Window on Eurasia: Tatarstan’s New State Holidays Highlight Kazan’s Tilt toward Islam

Paul Goble

Staunton, September 30 – With the Tatarstan State Council’s decision last week to make both the Day of the Acceptance of Islam and Uraza-Bayram official holidays, the number of republic holidays linked to Islam now exceeds secular ones there three to two, a measure of the growing importance of Islam in that Middle Volga republic.
In a comment on this trend, A.Yu. Khabutdinov, a professor of the Kazan branch of the Russian Academy of Jurisprudence, provides details on how this remarkable development came about and about what it means and equally doesn’t mean for the Muslims of Tatarstan and of the Russian Federation more generally (www.islamrf.ru/news/analytics/expert/13740/).
On September 23, he notes, the Tatarstan State council approved two new holidays for the republic which will be days off for most residents: the Day of the Official Adoption of Islam by Volga Bulgaria in 922 and the Muslim Uraza-Bayram holiday. Kurban Bayram had already been a state holiday since the 1990s.
But now that there are three Muslim-related republic holidays, the Kazan scholar continues, they outnumber the two “secular” ones – the Day of the Republic which is also celebrated in Kazan as the Day of the City and the Day of the Constitution of the Republic of Tatarstan.
In the 1990s, Khabutdinov recalls, Tatar leaders sought to declare the day of the Russian occupation of Kazan in October 1552 a state holiday, a holiday that would have commemorated a national defeat in much the say way that the Soviet calendar included such “black dates” as the fall of the Paris commune in 1871.
But the supporters of this idea failed. They were not even able to erect a monument to the defenders of Kazan in 1552 under that city’s Kremlin or, an equally passionate cause among Kazan Tatar nationalists at the time, a monument to the founder of the Kazan khanate, Olug Muhammad.
Thus, Khabutdinov says, in the 1990s, the Tatars focused on national symbols. But “in the first decade of the 2000s, the basic accent was shifted to the religious component,” with the opening of the Kul-Sharif mosque in the Kazan Kremlin and the celebration of Russia’s entrance into the Organization of the Islamic Conference as an observer.

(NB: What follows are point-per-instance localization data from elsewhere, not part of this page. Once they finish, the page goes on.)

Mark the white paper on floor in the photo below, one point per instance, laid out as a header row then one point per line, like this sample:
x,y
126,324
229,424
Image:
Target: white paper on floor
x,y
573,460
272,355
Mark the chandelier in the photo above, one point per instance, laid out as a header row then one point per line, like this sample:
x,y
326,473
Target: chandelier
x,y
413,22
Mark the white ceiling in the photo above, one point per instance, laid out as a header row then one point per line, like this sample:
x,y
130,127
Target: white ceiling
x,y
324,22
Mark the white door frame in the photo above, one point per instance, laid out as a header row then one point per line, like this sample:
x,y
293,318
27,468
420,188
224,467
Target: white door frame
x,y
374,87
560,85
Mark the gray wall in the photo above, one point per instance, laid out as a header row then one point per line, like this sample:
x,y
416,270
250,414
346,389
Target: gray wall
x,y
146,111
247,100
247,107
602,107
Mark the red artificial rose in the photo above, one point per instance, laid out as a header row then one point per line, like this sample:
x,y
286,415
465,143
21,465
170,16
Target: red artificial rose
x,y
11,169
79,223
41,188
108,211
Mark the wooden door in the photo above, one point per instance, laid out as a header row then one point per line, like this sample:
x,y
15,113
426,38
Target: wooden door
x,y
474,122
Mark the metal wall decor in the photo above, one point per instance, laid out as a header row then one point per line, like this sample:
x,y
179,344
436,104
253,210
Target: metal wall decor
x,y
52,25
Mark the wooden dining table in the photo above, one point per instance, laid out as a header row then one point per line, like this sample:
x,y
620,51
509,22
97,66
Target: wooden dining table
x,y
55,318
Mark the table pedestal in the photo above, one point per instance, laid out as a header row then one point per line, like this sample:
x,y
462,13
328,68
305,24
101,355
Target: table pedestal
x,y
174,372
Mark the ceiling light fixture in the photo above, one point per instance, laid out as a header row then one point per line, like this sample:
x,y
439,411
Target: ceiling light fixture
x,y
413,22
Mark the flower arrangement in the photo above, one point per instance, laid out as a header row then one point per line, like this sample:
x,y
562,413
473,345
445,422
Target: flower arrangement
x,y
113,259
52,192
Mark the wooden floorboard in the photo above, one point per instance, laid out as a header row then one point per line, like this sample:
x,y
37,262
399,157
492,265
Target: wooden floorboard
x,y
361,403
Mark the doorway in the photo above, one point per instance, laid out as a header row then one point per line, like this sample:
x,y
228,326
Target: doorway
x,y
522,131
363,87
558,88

The next shift came the spring of 2010 when, already under the current Tatarstan President Rustam Minnikhanov, the question was raised about how Tatarstan should respond to the new federal holiday, the Day of the Baptism of Rus, and many Tatars argued that Kazan should adopt the Day of the Adoption of Islam.

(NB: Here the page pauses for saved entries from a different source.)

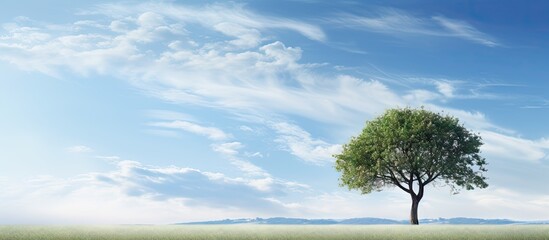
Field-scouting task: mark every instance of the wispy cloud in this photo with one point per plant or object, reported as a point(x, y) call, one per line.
point(399, 23)
point(133, 192)
point(210, 132)
point(300, 143)
point(79, 149)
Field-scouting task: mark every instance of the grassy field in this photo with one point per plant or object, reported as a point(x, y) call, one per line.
point(244, 232)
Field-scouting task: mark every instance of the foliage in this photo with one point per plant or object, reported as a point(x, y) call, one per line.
point(410, 148)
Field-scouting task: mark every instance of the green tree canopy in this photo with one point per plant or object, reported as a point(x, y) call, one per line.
point(410, 148)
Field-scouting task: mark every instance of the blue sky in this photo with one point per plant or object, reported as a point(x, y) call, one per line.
point(172, 111)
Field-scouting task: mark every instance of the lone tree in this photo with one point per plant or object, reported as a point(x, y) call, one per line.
point(410, 148)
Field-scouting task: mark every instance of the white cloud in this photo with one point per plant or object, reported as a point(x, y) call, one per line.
point(79, 149)
point(396, 22)
point(136, 193)
point(210, 132)
point(300, 143)
point(509, 147)
point(230, 148)
point(169, 115)
point(230, 151)
point(445, 88)
point(464, 30)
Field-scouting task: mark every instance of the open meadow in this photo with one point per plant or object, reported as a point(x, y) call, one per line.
point(243, 232)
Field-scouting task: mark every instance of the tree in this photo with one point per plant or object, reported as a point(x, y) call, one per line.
point(410, 148)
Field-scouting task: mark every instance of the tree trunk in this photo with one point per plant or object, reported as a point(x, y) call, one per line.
point(413, 212)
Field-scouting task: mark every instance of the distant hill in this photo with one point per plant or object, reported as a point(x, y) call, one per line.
point(362, 221)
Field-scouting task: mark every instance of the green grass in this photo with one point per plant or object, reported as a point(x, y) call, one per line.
point(245, 232)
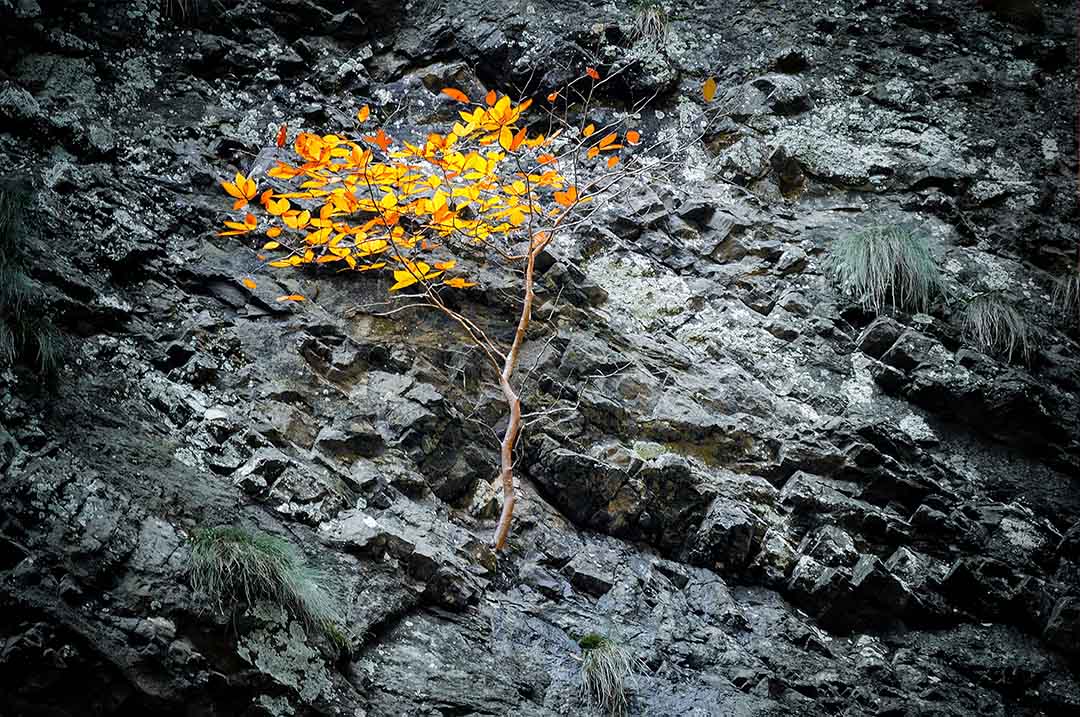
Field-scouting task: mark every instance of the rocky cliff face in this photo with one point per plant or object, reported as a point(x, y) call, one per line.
point(779, 503)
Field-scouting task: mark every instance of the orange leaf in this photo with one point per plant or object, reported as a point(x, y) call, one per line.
point(379, 138)
point(518, 138)
point(709, 90)
point(505, 138)
point(458, 282)
point(567, 198)
point(456, 95)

Up until that time, religious organizations like the Muslim Spiritual Directorate (MSD) of Tatarstan had been the chief advocates of such a move. “However,” Khabutdinov notes, “none of these institutions has the right to propose legislation.” That came from the Tatarstan State Council which on June 9 proposed that the Russian Duma take that step.

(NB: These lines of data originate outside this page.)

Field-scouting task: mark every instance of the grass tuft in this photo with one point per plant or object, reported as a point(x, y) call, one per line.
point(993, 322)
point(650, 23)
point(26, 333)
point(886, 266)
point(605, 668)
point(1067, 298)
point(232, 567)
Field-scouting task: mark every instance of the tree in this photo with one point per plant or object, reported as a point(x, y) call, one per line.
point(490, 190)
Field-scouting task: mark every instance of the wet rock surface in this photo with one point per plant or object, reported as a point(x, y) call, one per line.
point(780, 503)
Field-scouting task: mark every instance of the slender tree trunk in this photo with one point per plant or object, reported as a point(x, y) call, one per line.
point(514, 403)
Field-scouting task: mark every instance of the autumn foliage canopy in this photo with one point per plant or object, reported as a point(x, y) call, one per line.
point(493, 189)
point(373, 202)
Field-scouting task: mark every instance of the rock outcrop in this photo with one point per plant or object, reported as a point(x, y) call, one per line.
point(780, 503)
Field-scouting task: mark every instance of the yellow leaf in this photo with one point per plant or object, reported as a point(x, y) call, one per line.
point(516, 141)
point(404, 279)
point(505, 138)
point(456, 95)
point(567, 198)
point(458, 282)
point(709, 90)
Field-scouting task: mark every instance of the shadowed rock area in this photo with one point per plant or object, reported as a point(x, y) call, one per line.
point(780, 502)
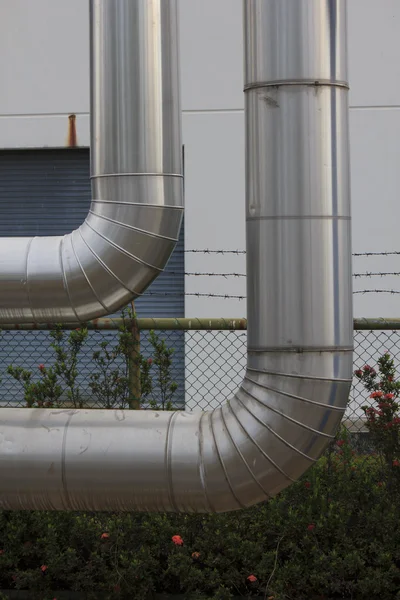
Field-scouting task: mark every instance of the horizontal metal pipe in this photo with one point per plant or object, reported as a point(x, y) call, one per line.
point(299, 366)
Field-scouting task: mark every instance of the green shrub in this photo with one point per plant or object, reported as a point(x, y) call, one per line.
point(333, 535)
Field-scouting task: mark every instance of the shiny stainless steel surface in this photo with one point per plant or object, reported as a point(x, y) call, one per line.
point(135, 215)
point(299, 308)
point(295, 40)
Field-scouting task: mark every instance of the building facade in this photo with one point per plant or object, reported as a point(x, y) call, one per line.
point(44, 110)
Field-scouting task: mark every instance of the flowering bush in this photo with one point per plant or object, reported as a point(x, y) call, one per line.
point(382, 415)
point(123, 377)
point(336, 537)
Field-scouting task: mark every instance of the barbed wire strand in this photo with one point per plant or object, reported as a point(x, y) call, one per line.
point(209, 251)
point(226, 275)
point(235, 297)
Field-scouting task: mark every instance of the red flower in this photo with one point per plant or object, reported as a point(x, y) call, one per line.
point(178, 541)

At that time, Mintimir Shaymiyev, the former president of the republic and current state advisor, said that “if the State Duma rejects the initiative of the State council then the parliament of Tatarstan can establish this day as a memorial day in the republic,” a prescient description of what in fact happened.
The problem Moscow faced in this regard was two-fold. On the one hand, many Russians objected to the idea that there should be any but an Orthodox holiday of this kind. And on the other, the Muslim communities of the country are divided as to when a holiday commemorating the adoption of Islam should take place.
Daghestani scholars and officials insisted that Islam arrived in their republic in 642, much earlier than in the arrival of Islam in the Middle Volga. Intriguingly, Khabutdinov says, the Union of Muftis of Russia (SMR) backed the Tatars, arguing that the Muslims in the Caucasus did not have a state at the time but “the Bulgars did.”
Other Muslims in the Russian Federation don’t agree with the SMR’s logic and continue to present “their own particular history” separately in contrast to what the Tatar leadership had hoped for. But that is far from the most important consequence of what the Tatarstan State Council did last week, Khabutdinov says.
“From the end of the 1980s” until last week, he writes, “the Kazan khanate was considered the symbol of the unity of the Tatar nation” -- even though many Tatar nationalists of a century ago had extremely negative views about that political institution. But now, the nation’s “golden age” is the epoch of the Volga or Volga-Kama Bulgaria and its adoption of Islam.
That change in the understanding of the past both reflects and is certain to have an impact on the nature of Tatar national identity and nationalism in the future, a fact far more important than the appearance of yet another “religious” rather than “secular” “red day” on the calendars of the people of that Middle Volga republic.